If we take the ratio of these two numbers, we see that the number of bytes required to store the image in the file on disk is a very small fraction of the total number of bytes required to represent all the coloured pixels in the image, and this comes about because this image has been compressed.
Now all images contain a large number of pixel data and we want to make the file size as small as we possibly can. That means then we can fit more images into the same amount of disk. There are two fundamentally different approaches to image compression. The first is Lossless compression, and what this does is exploit redundancy or recurring patterns in the image and codes them very efficiently, so they require overall less space. And this is in stark contrast to Lossy compression, the most common example of which is JPEG compression. And what lossy compression does is exploit the fact that the human vision system is far from perfect, and that there is some information that you can remove from the image in such a way that the human observer does not notice very much change. So some of the problems with the human vision system is we are not very good at noticing very fine detail. We are not as good at resolving the differences between colours as we are at resolving the differences between different intensities. And our colour sensitivity actually depends on the sorts of colours that we are looking at. So we can exploit these bugs in the human visual system in order to remove information that we wouldn’t notice anyway and make the files much smaller.

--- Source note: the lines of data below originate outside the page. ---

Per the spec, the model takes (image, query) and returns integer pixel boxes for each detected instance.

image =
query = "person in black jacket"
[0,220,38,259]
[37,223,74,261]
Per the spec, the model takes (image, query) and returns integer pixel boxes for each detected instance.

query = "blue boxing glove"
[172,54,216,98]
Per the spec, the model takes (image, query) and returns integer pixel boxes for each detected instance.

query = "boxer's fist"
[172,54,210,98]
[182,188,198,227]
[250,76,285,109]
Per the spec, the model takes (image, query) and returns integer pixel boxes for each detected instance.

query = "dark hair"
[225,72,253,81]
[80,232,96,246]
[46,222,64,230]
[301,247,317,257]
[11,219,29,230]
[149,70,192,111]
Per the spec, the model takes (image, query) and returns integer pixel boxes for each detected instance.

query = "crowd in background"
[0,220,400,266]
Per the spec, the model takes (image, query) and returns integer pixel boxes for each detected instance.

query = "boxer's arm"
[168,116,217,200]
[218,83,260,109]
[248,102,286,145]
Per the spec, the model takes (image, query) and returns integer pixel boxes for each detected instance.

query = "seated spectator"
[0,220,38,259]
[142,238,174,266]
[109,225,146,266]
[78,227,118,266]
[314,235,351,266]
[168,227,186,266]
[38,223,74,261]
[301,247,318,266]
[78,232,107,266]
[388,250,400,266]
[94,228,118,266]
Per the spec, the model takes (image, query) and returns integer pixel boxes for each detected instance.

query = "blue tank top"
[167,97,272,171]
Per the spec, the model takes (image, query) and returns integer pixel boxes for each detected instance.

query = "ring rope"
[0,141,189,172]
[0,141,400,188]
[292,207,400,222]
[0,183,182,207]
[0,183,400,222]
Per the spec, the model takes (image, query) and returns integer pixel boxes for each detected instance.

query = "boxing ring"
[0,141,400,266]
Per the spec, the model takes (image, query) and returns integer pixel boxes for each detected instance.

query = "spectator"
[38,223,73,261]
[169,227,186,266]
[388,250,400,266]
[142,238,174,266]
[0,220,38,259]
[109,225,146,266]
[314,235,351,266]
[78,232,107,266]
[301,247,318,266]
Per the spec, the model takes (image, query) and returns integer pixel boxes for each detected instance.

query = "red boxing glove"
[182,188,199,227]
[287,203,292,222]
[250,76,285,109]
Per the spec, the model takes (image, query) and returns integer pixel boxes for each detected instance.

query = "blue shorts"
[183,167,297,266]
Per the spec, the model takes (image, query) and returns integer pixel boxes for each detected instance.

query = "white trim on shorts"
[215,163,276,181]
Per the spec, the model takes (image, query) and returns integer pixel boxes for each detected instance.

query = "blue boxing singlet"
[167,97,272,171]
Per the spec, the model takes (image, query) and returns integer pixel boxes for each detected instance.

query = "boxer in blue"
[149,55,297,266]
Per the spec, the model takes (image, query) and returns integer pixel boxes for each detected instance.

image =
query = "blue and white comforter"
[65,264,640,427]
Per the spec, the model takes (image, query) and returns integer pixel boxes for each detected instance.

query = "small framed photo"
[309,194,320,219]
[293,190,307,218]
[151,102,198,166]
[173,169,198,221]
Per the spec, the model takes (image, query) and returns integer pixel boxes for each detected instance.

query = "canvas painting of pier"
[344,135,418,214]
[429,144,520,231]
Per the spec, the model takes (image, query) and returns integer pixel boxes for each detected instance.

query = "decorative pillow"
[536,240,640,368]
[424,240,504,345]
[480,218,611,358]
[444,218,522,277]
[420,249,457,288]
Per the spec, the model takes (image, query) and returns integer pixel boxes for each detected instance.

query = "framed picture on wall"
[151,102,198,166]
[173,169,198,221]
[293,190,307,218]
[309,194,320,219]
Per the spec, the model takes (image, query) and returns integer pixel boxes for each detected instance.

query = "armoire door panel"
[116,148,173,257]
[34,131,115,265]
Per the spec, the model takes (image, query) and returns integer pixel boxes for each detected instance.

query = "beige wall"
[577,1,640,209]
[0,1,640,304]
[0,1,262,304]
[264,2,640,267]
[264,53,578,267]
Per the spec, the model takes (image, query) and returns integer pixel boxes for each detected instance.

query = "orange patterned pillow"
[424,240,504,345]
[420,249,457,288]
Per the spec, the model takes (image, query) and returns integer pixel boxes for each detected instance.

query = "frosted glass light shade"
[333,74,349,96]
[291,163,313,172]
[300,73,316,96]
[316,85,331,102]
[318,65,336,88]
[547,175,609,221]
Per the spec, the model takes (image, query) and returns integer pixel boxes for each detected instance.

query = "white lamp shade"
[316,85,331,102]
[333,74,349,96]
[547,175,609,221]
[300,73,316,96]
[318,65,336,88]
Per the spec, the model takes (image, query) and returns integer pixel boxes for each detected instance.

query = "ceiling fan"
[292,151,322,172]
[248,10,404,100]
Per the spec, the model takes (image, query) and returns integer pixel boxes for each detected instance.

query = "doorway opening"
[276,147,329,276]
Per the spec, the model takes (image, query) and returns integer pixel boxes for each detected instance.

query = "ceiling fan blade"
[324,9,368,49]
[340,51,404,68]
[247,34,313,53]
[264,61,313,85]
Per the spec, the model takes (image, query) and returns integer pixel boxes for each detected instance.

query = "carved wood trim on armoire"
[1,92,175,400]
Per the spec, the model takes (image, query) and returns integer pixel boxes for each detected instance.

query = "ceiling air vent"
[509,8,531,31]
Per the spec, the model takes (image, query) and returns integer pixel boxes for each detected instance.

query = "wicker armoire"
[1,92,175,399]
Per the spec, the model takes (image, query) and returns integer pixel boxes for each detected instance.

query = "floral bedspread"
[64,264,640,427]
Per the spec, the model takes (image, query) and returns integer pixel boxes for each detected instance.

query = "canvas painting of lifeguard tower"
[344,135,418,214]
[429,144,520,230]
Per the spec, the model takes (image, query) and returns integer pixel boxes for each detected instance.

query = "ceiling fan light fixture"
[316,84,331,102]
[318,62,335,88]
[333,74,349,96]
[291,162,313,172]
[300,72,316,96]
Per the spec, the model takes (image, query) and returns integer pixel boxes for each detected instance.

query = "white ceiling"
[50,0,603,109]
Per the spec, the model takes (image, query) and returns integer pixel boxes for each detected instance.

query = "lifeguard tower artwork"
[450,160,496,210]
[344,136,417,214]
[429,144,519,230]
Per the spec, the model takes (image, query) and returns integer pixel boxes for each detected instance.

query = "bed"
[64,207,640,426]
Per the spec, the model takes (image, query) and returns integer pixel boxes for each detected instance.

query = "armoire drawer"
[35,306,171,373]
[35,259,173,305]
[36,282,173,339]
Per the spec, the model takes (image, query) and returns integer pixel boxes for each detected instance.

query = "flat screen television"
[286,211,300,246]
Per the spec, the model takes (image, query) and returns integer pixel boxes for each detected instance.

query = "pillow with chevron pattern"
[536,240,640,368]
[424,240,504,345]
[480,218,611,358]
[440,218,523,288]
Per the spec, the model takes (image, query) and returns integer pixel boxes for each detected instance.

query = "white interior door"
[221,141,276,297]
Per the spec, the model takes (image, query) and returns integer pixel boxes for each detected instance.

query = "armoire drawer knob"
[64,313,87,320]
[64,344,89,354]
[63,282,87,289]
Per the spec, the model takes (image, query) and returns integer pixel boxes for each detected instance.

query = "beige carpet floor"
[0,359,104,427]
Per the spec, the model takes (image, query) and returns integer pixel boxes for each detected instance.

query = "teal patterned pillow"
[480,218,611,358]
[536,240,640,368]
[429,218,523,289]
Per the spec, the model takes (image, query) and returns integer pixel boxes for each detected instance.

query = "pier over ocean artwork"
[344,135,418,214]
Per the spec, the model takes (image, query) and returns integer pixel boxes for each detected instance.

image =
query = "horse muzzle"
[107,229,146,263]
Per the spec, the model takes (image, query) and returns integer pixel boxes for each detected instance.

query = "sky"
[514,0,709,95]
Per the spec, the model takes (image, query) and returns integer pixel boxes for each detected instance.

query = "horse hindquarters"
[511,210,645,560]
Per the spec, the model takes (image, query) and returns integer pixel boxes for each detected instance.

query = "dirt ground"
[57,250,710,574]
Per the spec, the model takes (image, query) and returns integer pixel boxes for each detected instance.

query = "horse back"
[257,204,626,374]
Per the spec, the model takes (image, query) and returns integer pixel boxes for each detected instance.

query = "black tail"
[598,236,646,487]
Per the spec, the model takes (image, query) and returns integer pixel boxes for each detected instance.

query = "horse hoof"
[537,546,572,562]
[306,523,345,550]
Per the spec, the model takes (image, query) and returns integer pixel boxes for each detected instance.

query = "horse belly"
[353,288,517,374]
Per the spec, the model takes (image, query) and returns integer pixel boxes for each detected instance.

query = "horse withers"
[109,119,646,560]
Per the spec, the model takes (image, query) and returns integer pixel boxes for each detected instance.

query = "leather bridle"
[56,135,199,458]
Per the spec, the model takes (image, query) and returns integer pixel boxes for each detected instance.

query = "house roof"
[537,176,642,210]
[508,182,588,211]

Here is an image of our favourite robot and on disk this image occupies 480 kilobytes. If we observe this little region within the robot and we zoom in on that what we can see is that it looks pretty good, we can see the edges are fairly sharp, and there is some interesting colour gradations there. Now this image is only been modestly compressed, it is 82% of the original image size. But if we start to increase the amount of compression, we are throwing away additional information, we see the image starts to become quite seriously degraded when we zoom in and look at it very closely. So with the very high level of compression the image is only occupying twelve per cent of the original storage, so we have made massive savings in the disk space required, but the image is starting to look fairly poor when we zoom in on it. And if we zoom in even further we can see that it has become quite blocky, quite quantised, and there are many fewer colours here then there are in the original image.
All of these images have the same number of pixels, but the actual file size varies. This image as we mentioned before is 3.7 megabytes long. This crocodile is only 2.9 megabytes long. The bird picture
3.8 megabytes. The size of an image after it has been compressed is a function of how much information is in that image.
Code
There are a lot of pixels in a typical image which makes them take up a lot of memory. Images can be compressed to take up less storage. Compression can be lossless or lossy, where we tradeoff size for quality.